How do you respond to physicians who are worried that an overreliance on AI could lead to biased results that aren’t independently validated?
We empathize with this concern and recognize that a number of the applications in the market today may in fact be biased. Our response is that we must come together as an industry, as a healthcare community that is first and foremost concerned with patient safety, in order to define policies and procedures to prevent such biases and ensure safe, effective AI applications. AI developers have the responsibility to ensure their marketed AI products are independently validated in order to achieve the trust of both healthcare professionals and patients. Rhino Health is dedicated to supporting safe, trustworthy AI products and is working with partners to enable and streamline independent validation of AI applications ahead of deployment in clinical settings by unlocking the barriers to the necessary validation data.

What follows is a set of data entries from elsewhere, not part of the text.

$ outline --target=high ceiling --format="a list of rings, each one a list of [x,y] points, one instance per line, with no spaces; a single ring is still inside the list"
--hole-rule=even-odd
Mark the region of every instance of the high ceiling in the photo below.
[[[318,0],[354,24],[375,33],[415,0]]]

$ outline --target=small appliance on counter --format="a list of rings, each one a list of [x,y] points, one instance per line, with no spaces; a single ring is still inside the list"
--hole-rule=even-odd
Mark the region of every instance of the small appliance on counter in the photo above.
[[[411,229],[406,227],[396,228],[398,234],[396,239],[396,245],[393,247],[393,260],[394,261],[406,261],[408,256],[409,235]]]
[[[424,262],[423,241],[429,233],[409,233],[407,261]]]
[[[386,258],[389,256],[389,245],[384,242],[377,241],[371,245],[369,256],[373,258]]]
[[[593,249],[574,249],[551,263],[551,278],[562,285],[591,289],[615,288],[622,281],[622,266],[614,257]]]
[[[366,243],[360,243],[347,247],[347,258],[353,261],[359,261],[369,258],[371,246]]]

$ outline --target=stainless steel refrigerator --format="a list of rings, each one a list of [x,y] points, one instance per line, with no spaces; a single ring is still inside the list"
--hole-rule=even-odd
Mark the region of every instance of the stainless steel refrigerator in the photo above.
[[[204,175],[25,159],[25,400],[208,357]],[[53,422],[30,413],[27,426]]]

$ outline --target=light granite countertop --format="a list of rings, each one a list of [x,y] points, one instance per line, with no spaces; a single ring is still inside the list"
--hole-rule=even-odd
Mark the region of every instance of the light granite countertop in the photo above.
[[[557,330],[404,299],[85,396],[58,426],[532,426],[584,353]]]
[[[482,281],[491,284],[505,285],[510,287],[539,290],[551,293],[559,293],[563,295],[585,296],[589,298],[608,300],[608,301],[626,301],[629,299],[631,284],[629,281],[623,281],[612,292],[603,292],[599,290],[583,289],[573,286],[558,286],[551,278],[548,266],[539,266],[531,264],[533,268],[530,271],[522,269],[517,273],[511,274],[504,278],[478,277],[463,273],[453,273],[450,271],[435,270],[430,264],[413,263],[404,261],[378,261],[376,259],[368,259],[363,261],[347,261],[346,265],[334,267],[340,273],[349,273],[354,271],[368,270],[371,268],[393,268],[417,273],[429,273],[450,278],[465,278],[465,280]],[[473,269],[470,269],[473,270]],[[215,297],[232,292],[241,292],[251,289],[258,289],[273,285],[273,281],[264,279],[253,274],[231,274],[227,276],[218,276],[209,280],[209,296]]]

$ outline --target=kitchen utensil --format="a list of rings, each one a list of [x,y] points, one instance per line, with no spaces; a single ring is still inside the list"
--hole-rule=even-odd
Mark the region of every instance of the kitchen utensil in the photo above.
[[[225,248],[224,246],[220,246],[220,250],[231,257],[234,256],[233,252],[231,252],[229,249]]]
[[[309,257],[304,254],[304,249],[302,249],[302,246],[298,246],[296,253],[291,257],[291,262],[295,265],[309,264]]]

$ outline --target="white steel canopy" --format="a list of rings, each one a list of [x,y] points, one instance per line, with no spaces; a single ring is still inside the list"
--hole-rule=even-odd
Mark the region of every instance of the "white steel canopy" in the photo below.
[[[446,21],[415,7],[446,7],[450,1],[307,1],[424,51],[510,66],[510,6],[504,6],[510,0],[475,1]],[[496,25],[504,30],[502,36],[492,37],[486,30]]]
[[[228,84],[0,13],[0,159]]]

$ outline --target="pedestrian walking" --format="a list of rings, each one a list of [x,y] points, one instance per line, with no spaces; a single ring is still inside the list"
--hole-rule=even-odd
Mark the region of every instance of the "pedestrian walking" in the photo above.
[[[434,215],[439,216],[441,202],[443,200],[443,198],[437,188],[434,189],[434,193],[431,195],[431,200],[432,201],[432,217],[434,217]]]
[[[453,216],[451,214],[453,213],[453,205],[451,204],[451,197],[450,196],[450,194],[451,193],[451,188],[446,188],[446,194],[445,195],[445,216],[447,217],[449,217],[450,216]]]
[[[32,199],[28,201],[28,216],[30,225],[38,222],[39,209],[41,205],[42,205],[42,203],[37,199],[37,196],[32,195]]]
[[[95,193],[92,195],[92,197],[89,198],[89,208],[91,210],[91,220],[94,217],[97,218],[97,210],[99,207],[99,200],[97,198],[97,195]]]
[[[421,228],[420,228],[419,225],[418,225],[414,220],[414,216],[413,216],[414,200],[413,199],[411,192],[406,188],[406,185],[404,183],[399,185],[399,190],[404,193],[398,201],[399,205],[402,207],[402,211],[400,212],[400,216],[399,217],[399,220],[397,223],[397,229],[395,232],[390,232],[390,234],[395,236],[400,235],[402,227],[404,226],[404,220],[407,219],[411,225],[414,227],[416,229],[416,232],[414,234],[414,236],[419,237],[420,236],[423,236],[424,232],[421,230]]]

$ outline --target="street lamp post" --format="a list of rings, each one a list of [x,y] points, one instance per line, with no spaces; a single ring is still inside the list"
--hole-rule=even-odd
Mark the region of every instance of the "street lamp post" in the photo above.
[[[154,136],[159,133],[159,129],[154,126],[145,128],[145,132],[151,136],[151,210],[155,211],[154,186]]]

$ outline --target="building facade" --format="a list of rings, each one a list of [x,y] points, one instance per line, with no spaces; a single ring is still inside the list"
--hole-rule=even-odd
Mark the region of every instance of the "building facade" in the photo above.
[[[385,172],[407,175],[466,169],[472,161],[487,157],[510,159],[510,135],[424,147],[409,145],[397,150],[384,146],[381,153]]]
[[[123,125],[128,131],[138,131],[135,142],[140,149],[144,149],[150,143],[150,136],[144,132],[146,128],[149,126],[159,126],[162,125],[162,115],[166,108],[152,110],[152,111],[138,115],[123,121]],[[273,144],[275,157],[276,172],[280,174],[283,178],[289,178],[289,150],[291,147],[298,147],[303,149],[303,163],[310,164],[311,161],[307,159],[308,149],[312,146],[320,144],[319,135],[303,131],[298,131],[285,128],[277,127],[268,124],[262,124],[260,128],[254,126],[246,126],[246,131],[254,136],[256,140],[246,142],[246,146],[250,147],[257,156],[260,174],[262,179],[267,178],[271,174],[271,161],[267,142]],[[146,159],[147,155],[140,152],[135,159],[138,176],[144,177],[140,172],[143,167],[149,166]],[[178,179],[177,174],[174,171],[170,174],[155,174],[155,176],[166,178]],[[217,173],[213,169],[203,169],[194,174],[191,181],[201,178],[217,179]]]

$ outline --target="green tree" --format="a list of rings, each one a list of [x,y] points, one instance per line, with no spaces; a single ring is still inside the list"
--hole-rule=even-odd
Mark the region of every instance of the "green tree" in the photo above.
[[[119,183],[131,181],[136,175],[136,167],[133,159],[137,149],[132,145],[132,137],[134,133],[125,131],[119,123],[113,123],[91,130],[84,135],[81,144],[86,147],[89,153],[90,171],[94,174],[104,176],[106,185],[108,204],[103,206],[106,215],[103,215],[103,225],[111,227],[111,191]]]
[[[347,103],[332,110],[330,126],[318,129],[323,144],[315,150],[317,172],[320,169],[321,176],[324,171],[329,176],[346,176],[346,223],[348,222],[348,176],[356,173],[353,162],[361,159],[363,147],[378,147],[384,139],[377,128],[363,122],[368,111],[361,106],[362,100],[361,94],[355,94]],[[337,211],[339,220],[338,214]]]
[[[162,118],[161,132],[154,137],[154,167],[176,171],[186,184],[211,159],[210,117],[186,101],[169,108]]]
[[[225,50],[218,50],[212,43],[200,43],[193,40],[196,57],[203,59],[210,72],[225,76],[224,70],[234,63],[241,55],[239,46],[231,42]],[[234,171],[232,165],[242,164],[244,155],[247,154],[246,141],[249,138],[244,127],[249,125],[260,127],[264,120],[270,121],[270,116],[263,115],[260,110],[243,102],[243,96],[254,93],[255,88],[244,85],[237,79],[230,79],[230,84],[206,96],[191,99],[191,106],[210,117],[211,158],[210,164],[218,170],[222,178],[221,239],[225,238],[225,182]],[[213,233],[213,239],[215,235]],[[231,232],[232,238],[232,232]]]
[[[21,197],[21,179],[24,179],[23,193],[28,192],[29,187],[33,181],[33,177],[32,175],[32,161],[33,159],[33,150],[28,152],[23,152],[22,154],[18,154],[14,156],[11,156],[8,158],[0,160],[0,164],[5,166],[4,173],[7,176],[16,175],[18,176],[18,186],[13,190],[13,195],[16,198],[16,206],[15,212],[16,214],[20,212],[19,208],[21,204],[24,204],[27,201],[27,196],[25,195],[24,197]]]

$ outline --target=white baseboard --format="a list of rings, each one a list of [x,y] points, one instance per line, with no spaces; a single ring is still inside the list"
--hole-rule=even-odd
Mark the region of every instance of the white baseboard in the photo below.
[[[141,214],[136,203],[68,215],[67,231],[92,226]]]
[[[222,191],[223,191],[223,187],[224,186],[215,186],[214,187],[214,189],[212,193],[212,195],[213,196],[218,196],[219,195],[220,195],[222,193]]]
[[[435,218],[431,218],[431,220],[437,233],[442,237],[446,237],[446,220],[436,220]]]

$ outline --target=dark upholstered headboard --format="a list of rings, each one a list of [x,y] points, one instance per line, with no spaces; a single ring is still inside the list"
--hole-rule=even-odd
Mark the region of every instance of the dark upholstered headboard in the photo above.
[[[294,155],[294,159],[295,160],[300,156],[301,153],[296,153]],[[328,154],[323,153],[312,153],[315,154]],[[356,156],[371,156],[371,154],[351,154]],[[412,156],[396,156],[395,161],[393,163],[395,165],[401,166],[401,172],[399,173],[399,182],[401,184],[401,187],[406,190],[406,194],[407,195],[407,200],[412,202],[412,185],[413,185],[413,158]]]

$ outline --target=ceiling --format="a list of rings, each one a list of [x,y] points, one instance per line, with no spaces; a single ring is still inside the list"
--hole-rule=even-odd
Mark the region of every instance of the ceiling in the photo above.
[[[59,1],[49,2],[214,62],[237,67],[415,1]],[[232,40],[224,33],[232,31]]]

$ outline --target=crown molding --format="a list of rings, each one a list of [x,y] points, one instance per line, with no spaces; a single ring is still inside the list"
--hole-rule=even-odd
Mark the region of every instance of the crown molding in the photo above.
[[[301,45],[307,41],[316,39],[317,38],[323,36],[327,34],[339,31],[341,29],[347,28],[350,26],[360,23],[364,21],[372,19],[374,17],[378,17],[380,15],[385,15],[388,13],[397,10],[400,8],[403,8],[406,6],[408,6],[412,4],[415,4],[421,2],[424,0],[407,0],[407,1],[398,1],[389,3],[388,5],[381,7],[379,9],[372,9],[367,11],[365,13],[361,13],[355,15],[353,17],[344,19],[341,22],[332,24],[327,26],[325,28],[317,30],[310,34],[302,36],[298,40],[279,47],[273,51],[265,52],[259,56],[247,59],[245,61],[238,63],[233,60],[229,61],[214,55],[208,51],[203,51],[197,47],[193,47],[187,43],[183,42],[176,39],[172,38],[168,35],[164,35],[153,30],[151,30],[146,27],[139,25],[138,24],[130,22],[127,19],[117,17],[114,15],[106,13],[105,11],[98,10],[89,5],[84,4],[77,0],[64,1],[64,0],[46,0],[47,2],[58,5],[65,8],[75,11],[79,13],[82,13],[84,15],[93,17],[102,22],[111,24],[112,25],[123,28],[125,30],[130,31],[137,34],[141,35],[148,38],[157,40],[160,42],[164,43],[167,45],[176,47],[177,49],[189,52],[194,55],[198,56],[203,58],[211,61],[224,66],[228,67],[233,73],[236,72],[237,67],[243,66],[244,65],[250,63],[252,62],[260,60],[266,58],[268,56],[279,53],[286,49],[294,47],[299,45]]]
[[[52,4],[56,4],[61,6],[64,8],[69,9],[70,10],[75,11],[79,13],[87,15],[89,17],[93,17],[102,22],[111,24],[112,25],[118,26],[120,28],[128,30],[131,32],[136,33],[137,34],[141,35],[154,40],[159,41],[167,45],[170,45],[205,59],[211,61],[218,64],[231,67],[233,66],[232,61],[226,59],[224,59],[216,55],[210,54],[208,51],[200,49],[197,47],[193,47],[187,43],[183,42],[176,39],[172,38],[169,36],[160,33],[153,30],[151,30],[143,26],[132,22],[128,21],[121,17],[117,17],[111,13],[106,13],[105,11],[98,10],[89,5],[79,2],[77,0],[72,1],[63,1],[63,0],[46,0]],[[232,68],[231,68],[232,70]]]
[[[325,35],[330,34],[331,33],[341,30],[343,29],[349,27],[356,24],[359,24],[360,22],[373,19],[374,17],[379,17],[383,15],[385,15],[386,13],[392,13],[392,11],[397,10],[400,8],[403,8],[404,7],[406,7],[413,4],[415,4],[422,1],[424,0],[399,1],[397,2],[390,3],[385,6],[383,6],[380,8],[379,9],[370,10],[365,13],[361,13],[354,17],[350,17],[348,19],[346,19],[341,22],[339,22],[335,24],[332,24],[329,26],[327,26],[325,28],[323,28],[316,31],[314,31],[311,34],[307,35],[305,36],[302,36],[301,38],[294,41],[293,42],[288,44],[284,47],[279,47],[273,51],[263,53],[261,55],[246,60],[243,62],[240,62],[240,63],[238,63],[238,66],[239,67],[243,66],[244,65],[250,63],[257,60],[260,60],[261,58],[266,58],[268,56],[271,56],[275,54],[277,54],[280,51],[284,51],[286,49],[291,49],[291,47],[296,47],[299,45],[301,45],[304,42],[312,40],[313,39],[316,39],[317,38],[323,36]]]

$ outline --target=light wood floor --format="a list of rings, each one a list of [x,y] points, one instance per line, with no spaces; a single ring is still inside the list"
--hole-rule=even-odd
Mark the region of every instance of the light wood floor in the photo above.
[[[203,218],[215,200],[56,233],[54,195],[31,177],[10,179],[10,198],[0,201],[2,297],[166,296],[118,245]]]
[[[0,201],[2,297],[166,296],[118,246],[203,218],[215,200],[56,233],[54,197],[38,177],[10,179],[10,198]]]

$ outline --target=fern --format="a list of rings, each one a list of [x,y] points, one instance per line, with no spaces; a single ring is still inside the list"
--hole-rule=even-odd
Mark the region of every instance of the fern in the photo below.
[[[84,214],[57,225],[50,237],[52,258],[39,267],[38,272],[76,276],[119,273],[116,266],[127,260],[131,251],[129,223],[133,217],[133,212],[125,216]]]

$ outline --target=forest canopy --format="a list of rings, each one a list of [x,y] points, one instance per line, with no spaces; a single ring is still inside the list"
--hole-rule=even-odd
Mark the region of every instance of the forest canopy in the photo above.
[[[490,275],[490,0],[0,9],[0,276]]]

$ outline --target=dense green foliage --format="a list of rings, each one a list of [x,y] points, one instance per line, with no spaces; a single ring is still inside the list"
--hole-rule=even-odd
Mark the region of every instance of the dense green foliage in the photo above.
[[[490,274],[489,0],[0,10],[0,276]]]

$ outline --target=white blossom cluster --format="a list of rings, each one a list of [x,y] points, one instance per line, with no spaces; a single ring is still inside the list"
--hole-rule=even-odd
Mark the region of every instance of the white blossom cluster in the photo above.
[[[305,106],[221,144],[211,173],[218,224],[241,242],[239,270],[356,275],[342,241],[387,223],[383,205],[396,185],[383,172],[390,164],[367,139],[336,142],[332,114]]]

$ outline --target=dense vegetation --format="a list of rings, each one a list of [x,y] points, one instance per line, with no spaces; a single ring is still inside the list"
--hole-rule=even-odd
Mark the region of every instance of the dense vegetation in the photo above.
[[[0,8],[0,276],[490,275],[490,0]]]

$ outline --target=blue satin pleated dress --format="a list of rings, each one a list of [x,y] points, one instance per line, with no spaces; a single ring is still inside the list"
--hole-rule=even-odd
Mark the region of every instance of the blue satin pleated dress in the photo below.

What’s your vision for the future of AI in healthcare?
Rhino Health’s vision is of a world where AI has achieved its full potential in healthcare. We are diligently working towards creating transparency and fostering collaboration by asserting privacy in order to enable this world. We envision healthcare AI that is not limited by firewalls, geographies or regulatory restrictions. AI developers will have controlled access to all of the data they need to build powerful, generalizable models – and to continuously monitor and improve them with a flow of data in real time. Providers and patients will have the confidence of knowing they do not lose control over their data, and can ensure it’s being used for good. Regulators will be able to monitor the efficacy of models used in pharmaceutical & device development in real time. Public health organizations will benefit from these advances in AI while patients and providers rest easy knowing that privacy is protected.